On Mon, 24 Jan 2022 08:24:52 +0000 Mark Cave-Ayland mark.cave-ayland@ilande.co.uk wrote:
On 18/01/2022 19:26, Glenn Washburn wrote:
Resending this because I didn't realize I needed to be subscribed to the list to send emails to it. Sorry for any duplicates.
Hi list,
I've noticed what I think is a bug in the PPC OpenBIOS, but it could be in QEMU. First off, are github issues[1] an acceptable way of interacting with OpenBIOS developers? I have another potential bug to report with an attachment and github seems like a better place for the attachment than the mailing list. Also, I'm not subscribed, so a friendly reminder to do reply-all when responding.
The development discussions are all done here on the mailing list for now. Unfortunately there doesn't seem to be an easy way to gate emails between github issues and the Openbios mailing list, so people have to manually subscribe to the project for notifications which is why they currently get little attention :/
Ok, perhaps in the future if I have a large attachment I should make a github issue with the attachment there and send an email to the list about the issue with a reference to the github issue.

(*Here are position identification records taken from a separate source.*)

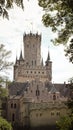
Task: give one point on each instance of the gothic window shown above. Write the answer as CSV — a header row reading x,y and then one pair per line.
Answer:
x,y
11,105
37,114
32,62
58,113
27,45
13,117
35,62
52,113
37,92
15,105
54,97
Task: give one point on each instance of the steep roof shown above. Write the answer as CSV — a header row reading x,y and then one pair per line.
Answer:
x,y
17,88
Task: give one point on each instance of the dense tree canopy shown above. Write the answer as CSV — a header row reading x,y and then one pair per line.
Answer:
x,y
5,64
4,125
7,4
58,14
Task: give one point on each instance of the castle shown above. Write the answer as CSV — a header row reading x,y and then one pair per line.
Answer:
x,y
33,99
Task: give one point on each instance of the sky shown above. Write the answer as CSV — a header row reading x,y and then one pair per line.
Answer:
x,y
20,22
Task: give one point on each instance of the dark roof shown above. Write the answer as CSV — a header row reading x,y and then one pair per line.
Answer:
x,y
62,88
17,88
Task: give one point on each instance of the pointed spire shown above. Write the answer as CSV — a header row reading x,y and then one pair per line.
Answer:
x,y
21,57
53,89
42,62
48,58
16,60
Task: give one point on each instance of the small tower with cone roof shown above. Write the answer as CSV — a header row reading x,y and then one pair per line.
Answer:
x,y
49,67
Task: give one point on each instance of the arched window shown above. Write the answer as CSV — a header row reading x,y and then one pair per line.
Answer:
x,y
13,117
15,105
54,97
32,62
11,105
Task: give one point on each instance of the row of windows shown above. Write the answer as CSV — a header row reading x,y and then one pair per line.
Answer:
x,y
34,72
52,114
40,114
13,105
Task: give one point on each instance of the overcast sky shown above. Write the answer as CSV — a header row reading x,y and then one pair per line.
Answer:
x,y
11,34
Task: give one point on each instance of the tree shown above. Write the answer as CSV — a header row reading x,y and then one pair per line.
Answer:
x,y
5,125
5,64
7,4
58,14
66,122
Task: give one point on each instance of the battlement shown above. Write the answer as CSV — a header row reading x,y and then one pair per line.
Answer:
x,y
32,35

I'm running the GRUB functional test suite for PPC on QEMU using the machine type mac99,via=pmu and noticed the sleep test fails. The sleep test, one of the first several tests that gets run, uses the RTC to get the current time, waits 10 seconds and gets the time again. The output from GRUB shows that the "get-time" firmware command is returning times before and after the 10 second sleep that differ by 2 seconds. The sleep is implemented in GRUB using the firmware "milliseconds" method. It calls the method in a loop until the last call minus the first call is greater or equal to the number of milliseconds given (10000 in this case). It does seem that by my watch 10 seconds do not go by, so I suspect this is an issue with the clock speed being faster than OpenBIOS thinks it is. Could this be an issue with using two different time sources one from QEMU's RTC and the other using emulated CPU frequency?

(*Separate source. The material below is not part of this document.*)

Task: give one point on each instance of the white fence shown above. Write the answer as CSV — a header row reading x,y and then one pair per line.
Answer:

I've testing with QEMU 5.2 and 6.1 on debian stable with the same results. This can be reproduced by downloading the attached XZ compressed iso, uncompressing and invoking QEMU like this:
$ qemu-system-ppc -m 2047M -nographic -monitor file:/dev/null -fw_cfg name=etc/sercon-port,string=0 -serial null -serial stdio -hda grub.iso -boot c
I also noticed that the firmware outputs a message "milliseconds isn't unique." Is it just a coincidence that this mentions milliseconds and that is also the name of the firmware method that seems to be at issue here?
$ qemu-system-ppc -M mac99,via=pmu -display none -serial stdio s>> et_property: NULL phandle
============================================================= OpenBIOS 1.1 [Apr 16 2021 09:43] Configuration device id QEMU version 1 machine id 1 CPUs: 1 Memory: 128M UUID: 00000000-0000-0000-0000-000000000000 CPU type PowerPC,G4
milliseconds isn't unique.
Glenn
I suspect that the milliseconds/get-ms words aren't doing the right thing in openbios-ppc right now. I haven't looked at this for a while, however the best solution is probably similar to the one used for SPARC which is to increment a counter on the timer (decrementer) interrupt calculating the interval from the timebase. Is that something that you would be interested to implement?
I'm mildly interested, but its not something I can realistically commit to at the moment. And as someone not familiar with the PPC architecture, it would take more effort for me than someone else more familiar.
The warning "milliseconds isn't unique" is because there is a fallback implementation of these words in OpenBIOS which simply increments a counter by 1 every time it is called, and appears because the current PPC implementation overrides it at a Forth level. Again this would be solved by moving an interrupt-based solution.
Since I'm building for QEMU, wouldn't the code that's getting called be ciface_milliseconds in arch/ppc/qemu/methods.c? It appears as though that is actually trying to do the right thing. This also seems to be similar to how the kernel is doing delay[1]. I don't understand all that assembly though, so maybe there's more that should be done. Does this change your above analysis and potentially make the fix something quicker/easier?
Glenn
[1] https://git.kernel.org/pub/scm/linux/kernel/git/torvalds/linux.git/tree/arch...